1

I'm trying to build a query parsing algorithm for a local search site that can classify a free text search query (single input text box) into various type of possible searches possible on the site.

For e.g. the user could type chinese restaurants near xyz. How should I go about breaking it down to Cuisine:"chinese", locality:"xyz" given that

- there could be spelling mistakes
- keywords may match in different columns e.g. a restaurant may have "chinese" in its name

This is not really a natural language parsing problem since we're trying to search in a very limited set of posiibilities

My initial thoughts are to dump all values of a particular type into a field from the database and use the users query to match in all those fields. Then based on the score (and a predifined confidence level) divide the query into the 3-4 search fields like name/cuisine/locality.

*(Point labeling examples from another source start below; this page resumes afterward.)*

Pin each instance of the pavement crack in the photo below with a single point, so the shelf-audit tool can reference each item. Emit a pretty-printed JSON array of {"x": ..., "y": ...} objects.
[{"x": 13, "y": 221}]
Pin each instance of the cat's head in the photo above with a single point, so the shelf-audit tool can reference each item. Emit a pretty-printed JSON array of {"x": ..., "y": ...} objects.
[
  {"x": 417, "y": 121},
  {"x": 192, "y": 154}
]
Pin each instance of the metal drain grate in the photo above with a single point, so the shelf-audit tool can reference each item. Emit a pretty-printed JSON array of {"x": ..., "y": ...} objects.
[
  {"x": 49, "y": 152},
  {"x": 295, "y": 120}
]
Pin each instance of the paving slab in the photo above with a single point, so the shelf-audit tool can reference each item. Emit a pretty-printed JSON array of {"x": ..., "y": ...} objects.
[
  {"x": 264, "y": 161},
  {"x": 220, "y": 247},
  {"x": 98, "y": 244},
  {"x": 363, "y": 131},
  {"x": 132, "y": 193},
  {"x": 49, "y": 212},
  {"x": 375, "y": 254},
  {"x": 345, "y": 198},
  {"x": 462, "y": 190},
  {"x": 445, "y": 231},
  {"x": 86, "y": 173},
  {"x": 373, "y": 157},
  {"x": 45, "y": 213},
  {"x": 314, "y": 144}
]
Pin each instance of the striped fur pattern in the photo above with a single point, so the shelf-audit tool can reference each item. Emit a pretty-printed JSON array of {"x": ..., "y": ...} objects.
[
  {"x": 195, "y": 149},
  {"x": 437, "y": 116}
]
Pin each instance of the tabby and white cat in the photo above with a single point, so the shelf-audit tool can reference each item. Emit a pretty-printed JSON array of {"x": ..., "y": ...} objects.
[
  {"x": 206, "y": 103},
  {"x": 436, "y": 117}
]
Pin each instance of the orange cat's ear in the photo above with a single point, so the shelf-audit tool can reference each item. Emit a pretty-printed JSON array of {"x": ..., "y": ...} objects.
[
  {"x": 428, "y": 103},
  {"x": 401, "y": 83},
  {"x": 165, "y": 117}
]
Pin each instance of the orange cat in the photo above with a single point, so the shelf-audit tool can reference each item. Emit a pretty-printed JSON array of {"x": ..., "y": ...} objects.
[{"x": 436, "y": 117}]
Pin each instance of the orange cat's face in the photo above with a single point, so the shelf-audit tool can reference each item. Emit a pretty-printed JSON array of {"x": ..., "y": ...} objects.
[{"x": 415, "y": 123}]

Is there a better/standard way of doing this.

Gunjan
  • 1,177
  • 2
  • 11
  • 22

1 Answers1

-1

About spelling mistakes, you have to work with a dictionary/thesaurus. This can be part of your pre-processing and normalization.

About querying in multiple columns you can do; cuisine:chinese OR restaurant_name:chinese

You can boost one of the two: cuisine:chinese^0.8 OR restaurant_name:chinese

Bob Yoplait
  • 2,421
  • 1
  • 23
  • 35